Making a Network Configuration Permanent

There is a task in the Windows task scheduler that is set to run at boot that runs the cloudbase-init (cloud-init) function, configuring Windows to use the default Equinix Metal Layer 3 networking configuration.

Since it runs at boot, if you reboot your Windows server, it will also reset the networking back to the default Equinix Metal Layer 3 configuration.

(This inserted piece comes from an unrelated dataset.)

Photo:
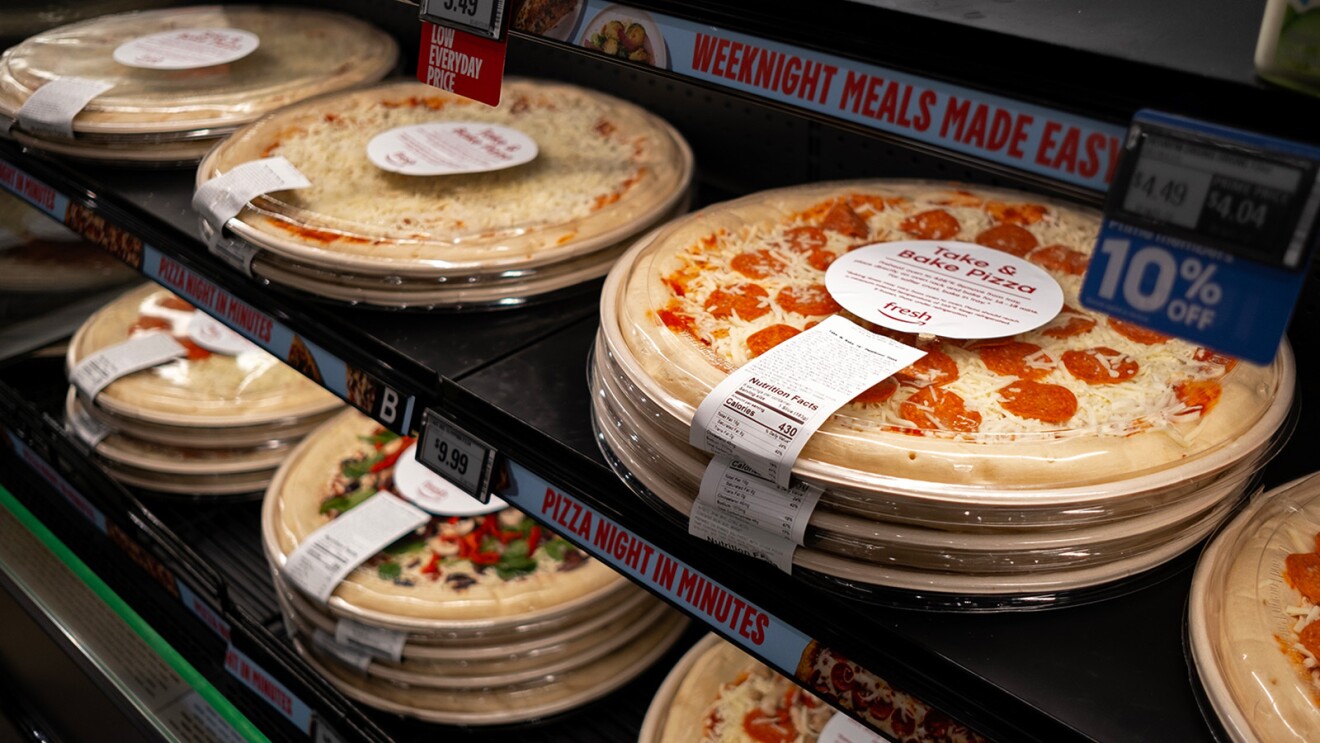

To disable this function the cloudbase-init service needs to be disabled, and the scheduled task needs to be disabled or removed.

Use Windows Services to disable the the cloudbase-init service.

And use the Windows Task Scheduler to disable the Packet-Config-Network boot-time task.

To disable these through the command line, run PowerShell as an Administrator, and the use commands:

sc.exe config "cloudbase-init" start=disabled
Get-ScheduledTask -TaskName "Packet-Config-Network"
Unregister-ScheduledTask -TaskName "Packet-Config-Network" -Confirm:$false

Wrap-up

This has been a quick overview of how to get Windows Server up and running on Equinix Metal with examples of how to access your server and configure some of our networking features.